There are just 71 days to go until the Opening Ceremony of Glasgow 2014 and today marks an important moment for everyone who failed to get tickets (or got fewer than they would have liked) when they initially went on sale last year.

Some 100,000 extra tickets will go on sale today, across all 17 sports, and I am certain that these will be snapped up quickly.

One million tickets were sold in the first phase of sales, with the demand for certain sports overwhelming: one of the track cycling sessions was 70 times oversubscribed!

I hope that every single sport is sold out this summer - the opportunity for the Scottish athletes to compete in front of a home crowd will be quite unbelievable.
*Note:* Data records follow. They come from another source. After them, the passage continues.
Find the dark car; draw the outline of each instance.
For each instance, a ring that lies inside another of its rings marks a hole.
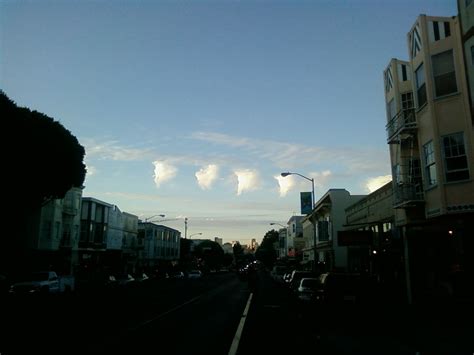
[[[361,303],[370,293],[370,280],[357,273],[328,272],[319,276],[317,301],[324,303]]]

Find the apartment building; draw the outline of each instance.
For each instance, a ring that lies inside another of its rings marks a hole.
[[[474,135],[459,17],[420,15],[407,42],[409,60],[392,59],[384,84],[394,222],[416,300],[453,294],[454,270],[472,273]]]
[[[88,272],[109,270],[121,273],[130,262],[123,258],[124,240],[138,234],[138,216],[122,212],[118,206],[93,197],[82,198],[78,269]],[[125,247],[125,249],[127,249]]]
[[[303,238],[303,225],[301,224],[303,217],[304,216],[291,216],[287,222],[287,255],[290,258],[302,258],[303,255],[303,249],[305,247]]]
[[[181,232],[176,229],[152,222],[139,222],[139,267],[153,269],[165,263],[176,262],[180,255],[180,239]]]
[[[78,258],[81,196],[81,188],[71,188],[64,198],[44,205],[29,223],[31,268],[71,273]]]
[[[344,229],[345,209],[363,197],[351,195],[346,189],[329,189],[309,215],[316,228],[316,262],[324,264],[325,269],[347,270],[348,249],[338,245],[337,233]]]

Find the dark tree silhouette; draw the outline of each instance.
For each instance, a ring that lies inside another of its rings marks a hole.
[[[205,269],[215,270],[222,267],[224,250],[219,243],[213,242],[212,240],[205,240],[195,247],[194,256],[201,259]]]
[[[0,90],[3,191],[8,207],[0,237],[0,268],[25,264],[27,235],[39,222],[41,206],[84,183],[84,147],[53,118],[18,107]]]
[[[0,114],[9,127],[3,137],[8,162],[3,181],[21,209],[37,209],[82,186],[85,151],[69,130],[41,112],[18,107],[3,91]]]
[[[272,267],[277,258],[274,243],[278,241],[278,232],[274,229],[268,231],[263,237],[262,244],[258,247],[255,252],[255,257],[260,260],[267,267]]]

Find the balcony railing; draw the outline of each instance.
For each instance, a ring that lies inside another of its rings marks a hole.
[[[394,208],[414,207],[425,201],[421,180],[413,183],[397,183],[393,192]]]
[[[404,109],[397,113],[385,126],[387,130],[387,143],[398,143],[398,135],[412,134],[416,128],[415,110]]]

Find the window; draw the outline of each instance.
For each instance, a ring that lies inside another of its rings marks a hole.
[[[436,96],[458,91],[454,71],[453,51],[446,51],[431,57]]]
[[[437,183],[433,141],[430,141],[423,146],[423,155],[425,157],[426,184],[428,187],[431,187]]]
[[[471,46],[471,65],[474,65],[474,46]]]
[[[443,137],[446,181],[469,179],[466,150],[462,132]]]
[[[411,91],[402,94],[402,108],[404,110],[408,110],[413,108],[415,105],[413,104],[413,93]]]
[[[471,5],[471,2],[472,2],[472,0],[465,0],[466,7],[468,7],[469,5]]]
[[[426,103],[425,71],[424,71],[423,63],[420,64],[418,69],[415,71],[415,79],[416,79],[416,95],[418,99],[418,107],[421,107]]]
[[[329,240],[329,222],[318,221],[318,239],[320,242]]]
[[[388,114],[389,121],[397,115],[395,99],[391,99],[390,102],[387,104],[387,114]]]

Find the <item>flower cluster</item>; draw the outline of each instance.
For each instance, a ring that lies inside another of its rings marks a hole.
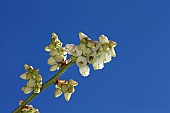
[[[104,35],[99,36],[99,41],[93,41],[82,32],[79,32],[80,44],[67,44],[66,52],[77,57],[76,64],[82,76],[90,74],[88,64],[92,64],[94,70],[102,69],[104,63],[111,61],[112,57],[116,57],[114,47],[116,42],[108,40]]]
[[[48,59],[48,64],[51,65],[50,71],[58,70],[61,64],[66,60],[67,53],[65,47],[62,47],[62,42],[55,33],[52,33],[51,42],[45,47],[45,50],[50,52],[50,58]]]
[[[72,79],[69,81],[66,80],[57,80],[57,83],[55,85],[55,97],[59,97],[62,93],[64,93],[64,97],[66,101],[70,100],[71,94],[74,93],[75,89],[74,86],[77,86],[78,83]]]
[[[28,82],[26,86],[22,87],[22,91],[24,91],[25,94],[32,91],[34,91],[34,93],[39,93],[42,87],[42,76],[39,74],[39,70],[34,69],[32,66],[27,64],[25,64],[24,67],[27,72],[20,75],[20,78],[28,80]]]
[[[23,101],[21,100],[19,104],[21,105]],[[38,109],[33,108],[32,105],[26,105],[21,109],[21,113],[40,113]]]

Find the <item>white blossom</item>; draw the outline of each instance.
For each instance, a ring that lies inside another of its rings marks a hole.
[[[65,49],[68,54],[72,54],[72,49],[75,45],[74,44],[66,44]]]
[[[87,58],[84,56],[79,56],[76,60],[76,64],[78,67],[83,67],[87,65]]]
[[[54,49],[54,50],[50,51],[50,55],[51,56],[59,55],[58,49]]]
[[[97,58],[96,62],[93,63],[94,70],[103,69],[104,63],[100,58]]]
[[[106,36],[100,35],[100,37],[99,37],[99,42],[100,42],[101,44],[105,44],[105,43],[109,43],[109,40],[108,40],[108,38],[107,38]]]
[[[57,62],[62,62],[63,60],[65,60],[65,57],[64,55],[56,55],[54,57],[54,59],[57,61]]]
[[[97,57],[94,53],[91,53],[90,55],[87,55],[87,61],[88,63],[92,64],[96,61]]]
[[[89,55],[91,53],[92,53],[92,50],[90,48],[86,48],[86,49],[83,50],[83,55],[84,56],[87,56],[87,55]]]
[[[79,72],[81,73],[82,76],[86,77],[90,74],[90,68],[88,65],[79,67]]]
[[[76,56],[76,57],[81,56],[82,50],[79,50],[78,46],[74,46],[73,49],[72,49],[72,55]]]
[[[100,59],[104,62],[104,63],[108,63],[112,60],[111,55],[109,54],[109,52],[103,52],[100,55]]]

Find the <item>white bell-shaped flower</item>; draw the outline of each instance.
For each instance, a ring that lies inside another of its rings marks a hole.
[[[81,56],[82,50],[79,50],[78,46],[74,46],[73,49],[72,49],[72,55],[76,56],[76,57]]]
[[[90,68],[88,65],[79,67],[79,72],[81,73],[82,76],[86,77],[90,74]]]
[[[106,36],[100,35],[100,37],[99,37],[99,42],[100,42],[101,44],[105,44],[105,43],[109,43],[109,40],[108,40],[108,38],[107,38]]]
[[[84,56],[87,56],[87,55],[89,55],[91,53],[92,53],[92,50],[90,48],[86,48],[86,49],[83,50],[83,55]]]
[[[50,67],[50,71],[55,71],[59,69],[59,64],[55,64],[53,66]]]
[[[66,44],[65,49],[68,54],[72,54],[72,49],[75,45],[74,44]]]
[[[96,54],[91,53],[90,55],[87,55],[87,61],[88,63],[92,64],[96,61],[97,57]]]
[[[94,70],[103,69],[104,63],[100,58],[97,58],[96,62],[93,63]]]
[[[109,54],[109,52],[103,52],[100,55],[100,59],[104,62],[104,63],[108,63],[112,60],[112,56]]]
[[[83,67],[87,65],[87,58],[84,56],[79,56],[76,60],[76,64],[78,67]]]

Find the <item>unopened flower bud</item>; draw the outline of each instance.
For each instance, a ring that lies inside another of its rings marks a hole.
[[[48,46],[45,46],[45,51],[48,51],[48,52],[50,52],[51,51],[51,49],[48,47]]]
[[[54,59],[57,61],[57,62],[62,62],[64,60],[64,55],[57,55],[54,57]]]
[[[55,70],[58,70],[58,69],[59,69],[59,65],[58,64],[55,64],[55,65],[50,67],[50,71],[55,71]]]
[[[62,90],[62,92],[66,92],[68,90],[68,84],[62,84],[61,90]]]
[[[34,89],[34,93],[40,93],[40,91],[41,89],[39,87]]]
[[[32,73],[33,73],[34,75],[38,75],[38,69],[33,69]]]
[[[85,35],[84,33],[79,32],[79,38],[80,38],[80,40],[82,40],[83,38],[87,38],[87,37],[88,37],[88,36]]]
[[[84,56],[79,56],[76,60],[76,64],[78,67],[87,65],[87,58]]]
[[[109,46],[116,47],[117,43],[114,41],[109,41]]]
[[[54,64],[56,64],[56,60],[55,60],[53,57],[50,57],[50,58],[48,59],[47,63],[48,63],[49,65],[54,65]]]
[[[60,53],[60,55],[66,55],[67,52],[66,52],[65,47],[60,48],[59,53]]]
[[[54,96],[57,98],[62,94],[62,91],[60,88],[56,88],[55,92],[54,92]]]
[[[66,100],[66,101],[69,101],[69,100],[70,100],[70,97],[71,97],[71,93],[65,92],[65,93],[64,93],[64,97],[65,97],[65,100]]]
[[[25,68],[25,70],[28,70],[28,69],[30,69],[30,66],[27,64],[24,64],[24,68]]]
[[[72,85],[72,86],[77,86],[78,83],[72,79],[69,80],[69,85]]]
[[[51,56],[59,55],[58,49],[52,50],[52,51],[50,52],[50,55],[51,55]]]
[[[52,33],[52,38],[56,38],[58,40],[58,35],[56,35],[54,32]]]
[[[99,42],[100,42],[101,44],[105,44],[105,43],[109,43],[109,40],[108,40],[108,38],[107,38],[106,36],[100,35],[100,37],[99,37]]]
[[[23,87],[22,91],[24,91],[25,94],[31,93],[31,91],[33,90],[33,88],[30,87]]]
[[[28,75],[28,72],[23,73],[22,75],[20,75],[20,78],[27,80],[27,75]]]
[[[32,80],[32,79],[30,79],[30,80],[27,82],[27,86],[28,86],[28,87],[33,87],[33,86],[35,86],[35,84],[36,84],[35,80]]]
[[[90,68],[88,67],[88,65],[79,67],[79,72],[81,73],[82,76],[86,77],[90,74]]]

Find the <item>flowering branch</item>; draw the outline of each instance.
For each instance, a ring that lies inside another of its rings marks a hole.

I will never forget the feeling of walking into Wembley Arena for my first match of London 2012. There were 6000 fans packed into the stadium, more than I had ever played in front of before, and I have to admit that, at first, it was pretty terrifying.

I thought that I had prepared myself for the reception I would receive but it is impossible to anticipate just how loud a home crowd can be. I had played in front of large crowds before - mainly in Asia where badminton is one of their most popular sports - but in those situations the crowd were never cheering for me!

So, to compete at the Olympics, with the whole stadium backing me, was something special. It took a few minutes for the nerves to subside but, once they did, playing in front of a home crowd was the best experience of my entire career.

In my opinion, it is sometimes underestimated just how considerable a difference the backing of such a crowd can make.

The medal count for Team GB in London two years ago demonstrated that the support of a home crowd can give their athletes that little something extra which can improve a fourth place finish into a bronze medal, or a second place into gold.

Another reminder that the Games are fast approaching came yesterday when the Queen's Baton landed on British shores. The Baton arrived in Jersey, which is the first Home Nation stop on the 288-day tour of the Commonwealth, and Tom Daley, who is a Commonwealth Games medallist from Delhi four years ago and also a Glasgow 2014 Ambassador, carried it onto the island.

Following the Baton's visit to Jersey, it will spend the next 32 days visiting Guernsey, Isle of Man, Northern Ireland, Wales and England before it arrives in Scotland on June 14 for a 40-day journey around the nation.

Of all the triumphs of the London Olympics, the Olympic Torch Relay was one of the most unexpected. The Torch's journey around the UK really brought it home to the nation that the Olympic Games were imminent. Community after community welcomed the Torch to their town or city with an enthusiasm that few anticipated.

The real success of the Torch Relay was that it allowed every single person in the UK to feel involved in the Olympic Games and I predict that the Queen's Baton Relay will have a similar effect.

The majority of the Baton-bearers have been nominated as a result of doing work in their community and being given the opportunity to carry the Baton is an enormous privilege.

I am certain that the Baton Relay will really whet the appetite and build up the excitement of people around the UK for the Games to begin.

It is not only Team Scotland which is growing in size each week- Team England was boosted last week with the announcement of their 39-strong swimming team.

England will have one of the largest swimming teams at Glasgow 2014 but Scotland are just a shade behind behind in terms of numbers, with 38 Scottish swimmers selected.

The Tollcross International Swimming Centre has been renovated for the Games and is a spectacular venue. That Scotland and England have such sizeable teams will ensure there are plenty of clashes between swimmers from the two countries.

Match-ups between these two countries, one of the oldest rivalries in the world, are always special and the Games being in Scotland will ensure there is an extra bit of spice to the rivalry. One of the best Scotland-England contests will be between Scottish poster-boy, Michael Jamieson, and his English training partner, Andrew Willis in the 200 metres breaststroke.

The pair train alongside each other in Bath and are good friends but also fierce competitors. Their event will take place on day one of the Games and a Scottish victory over the Auld Enemy would kick-start the Scottish medal-count nicely.